Ambre’s mom provided us with a few copies of Bon Appetite magazine where we discovered a great recipe for Orecchiette with Squash, Chiles, and Hazelnuts. We followed the recipe nearly exactly, only omitting the fresh mint. Following the other recipe they provided, Ambre and I actually made the pasta ourselves! Water and flour together produced a handmade pasta that may not have been brilliantly white but it was certainly brilliantly delicious.It was a lot of fun, and the end result was really delicious. The butternut,hazelnuts and fresh lemon juice was a really excellent paring. We will make it again!
Ambre requested the ultimate sore throat sickness recovery comfort food: grilled cheese and tomato soup. I produced for her Cooks Illustrated Creamless Creamy Tomato Soup. Torn up pieces of white bread is the secret ingredient that adds creaminess without subtracting from the tomato flavor. As for the grilled cheese, I stuck with tradition. Kraft American Cheese and softened butter spread on both sides. Cooking it on medium-low allowed it to get evenly crispy and brown without burning, and letting the cheese get to room temperature helped speed up the melting. Simple, soothing and tasty. She loved it.
Dissatisfied with the poor showing I’ve had on earlier occasions of biscuit making I’m doing some experimental baking for myself.
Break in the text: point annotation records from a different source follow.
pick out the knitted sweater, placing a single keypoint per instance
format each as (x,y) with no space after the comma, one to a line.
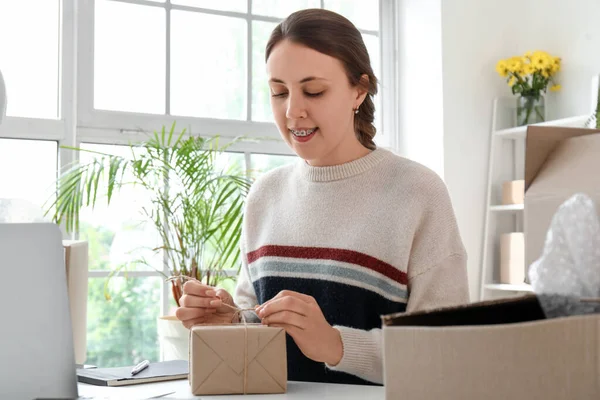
(366,238)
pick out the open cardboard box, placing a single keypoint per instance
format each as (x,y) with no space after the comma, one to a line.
(559,162)
(502,349)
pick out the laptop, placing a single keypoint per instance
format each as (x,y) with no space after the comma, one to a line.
(37,358)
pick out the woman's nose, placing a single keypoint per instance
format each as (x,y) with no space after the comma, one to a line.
(296,107)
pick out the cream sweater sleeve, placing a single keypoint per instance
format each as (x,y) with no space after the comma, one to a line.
(437,277)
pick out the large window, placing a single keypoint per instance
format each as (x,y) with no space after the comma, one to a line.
(100,74)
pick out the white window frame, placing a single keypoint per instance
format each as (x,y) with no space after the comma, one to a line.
(80,122)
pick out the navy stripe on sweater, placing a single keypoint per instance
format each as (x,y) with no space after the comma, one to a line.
(349,294)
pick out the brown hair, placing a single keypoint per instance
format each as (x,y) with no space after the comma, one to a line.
(332,34)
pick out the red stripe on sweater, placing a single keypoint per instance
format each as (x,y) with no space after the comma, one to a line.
(322,253)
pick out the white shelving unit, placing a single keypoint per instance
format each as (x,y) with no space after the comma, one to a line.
(506,163)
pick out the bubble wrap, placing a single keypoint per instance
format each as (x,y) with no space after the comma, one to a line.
(569,267)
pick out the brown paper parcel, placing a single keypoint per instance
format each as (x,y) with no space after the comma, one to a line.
(221,354)
(559,162)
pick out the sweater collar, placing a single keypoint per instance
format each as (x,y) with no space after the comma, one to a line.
(343,171)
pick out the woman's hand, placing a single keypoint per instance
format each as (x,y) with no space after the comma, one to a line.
(303,320)
(202,304)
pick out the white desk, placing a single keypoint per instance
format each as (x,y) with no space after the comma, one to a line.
(295,391)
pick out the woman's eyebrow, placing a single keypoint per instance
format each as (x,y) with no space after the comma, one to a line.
(304,80)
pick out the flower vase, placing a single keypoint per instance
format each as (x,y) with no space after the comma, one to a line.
(530,110)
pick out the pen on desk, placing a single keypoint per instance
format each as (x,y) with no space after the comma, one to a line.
(140,367)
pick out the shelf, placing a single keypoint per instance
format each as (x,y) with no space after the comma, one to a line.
(521,131)
(524,287)
(508,207)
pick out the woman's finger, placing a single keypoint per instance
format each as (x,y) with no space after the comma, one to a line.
(188,313)
(284,304)
(286,318)
(195,301)
(198,289)
(196,321)
(291,330)
(288,293)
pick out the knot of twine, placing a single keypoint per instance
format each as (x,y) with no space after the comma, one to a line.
(238,312)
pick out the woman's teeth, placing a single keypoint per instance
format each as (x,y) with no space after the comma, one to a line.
(302,132)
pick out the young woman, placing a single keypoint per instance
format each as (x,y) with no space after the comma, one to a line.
(347,234)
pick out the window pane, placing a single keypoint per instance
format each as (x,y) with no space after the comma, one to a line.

I started with White Lily Self-Rising flour as per Southern tradition as well as the multitudes of recommendations. Since this flour already includes leavening and salt, all that’s required is the liquid and fat. Taking a tip from a Cooks Illustrated recipe, I grated frozen shortening (very snow like in consistency) into the buttermilk a before mixing in the flour.
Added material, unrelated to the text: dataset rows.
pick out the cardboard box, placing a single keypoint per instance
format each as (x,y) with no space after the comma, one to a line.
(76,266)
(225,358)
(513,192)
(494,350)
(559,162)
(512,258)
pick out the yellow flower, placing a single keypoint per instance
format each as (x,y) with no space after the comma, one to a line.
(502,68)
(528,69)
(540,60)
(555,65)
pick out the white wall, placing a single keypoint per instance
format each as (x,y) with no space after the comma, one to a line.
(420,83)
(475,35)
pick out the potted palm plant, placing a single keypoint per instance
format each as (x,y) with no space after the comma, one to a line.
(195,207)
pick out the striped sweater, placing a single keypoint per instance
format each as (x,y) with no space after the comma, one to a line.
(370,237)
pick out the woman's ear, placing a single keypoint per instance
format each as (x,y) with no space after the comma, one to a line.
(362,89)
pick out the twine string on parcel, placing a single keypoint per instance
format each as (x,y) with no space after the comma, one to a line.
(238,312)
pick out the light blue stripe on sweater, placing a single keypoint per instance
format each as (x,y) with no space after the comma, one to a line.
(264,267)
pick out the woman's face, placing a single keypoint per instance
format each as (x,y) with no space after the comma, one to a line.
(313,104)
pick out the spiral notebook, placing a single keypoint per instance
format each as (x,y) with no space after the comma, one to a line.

One mistake I made was preheating the baking sheet before adding the biscuits, the bottoms cooked too quickly.
The shortening version of the recipe produced a nearly cake like biscuit, delightfully fluffy and airy.
I tried the same recipe, using butter instead. The texture was nearly the same, a bit moister I think because of the higher water content in the butter. Flavor was markedly improved(suprise suprise!) and butter imparted a pleasant yellow hue through the biscuit.
Next time I will try to figure out how to get them to rise without spreading out!
I planned on having these drumsticks for dinner Wednesday, but due to my infatuation with experimentation, and a new technique, they took nearly 5 hours to cook. That’s pretty crazy and I assure you, in many ways it is. But it was a really informative experiment.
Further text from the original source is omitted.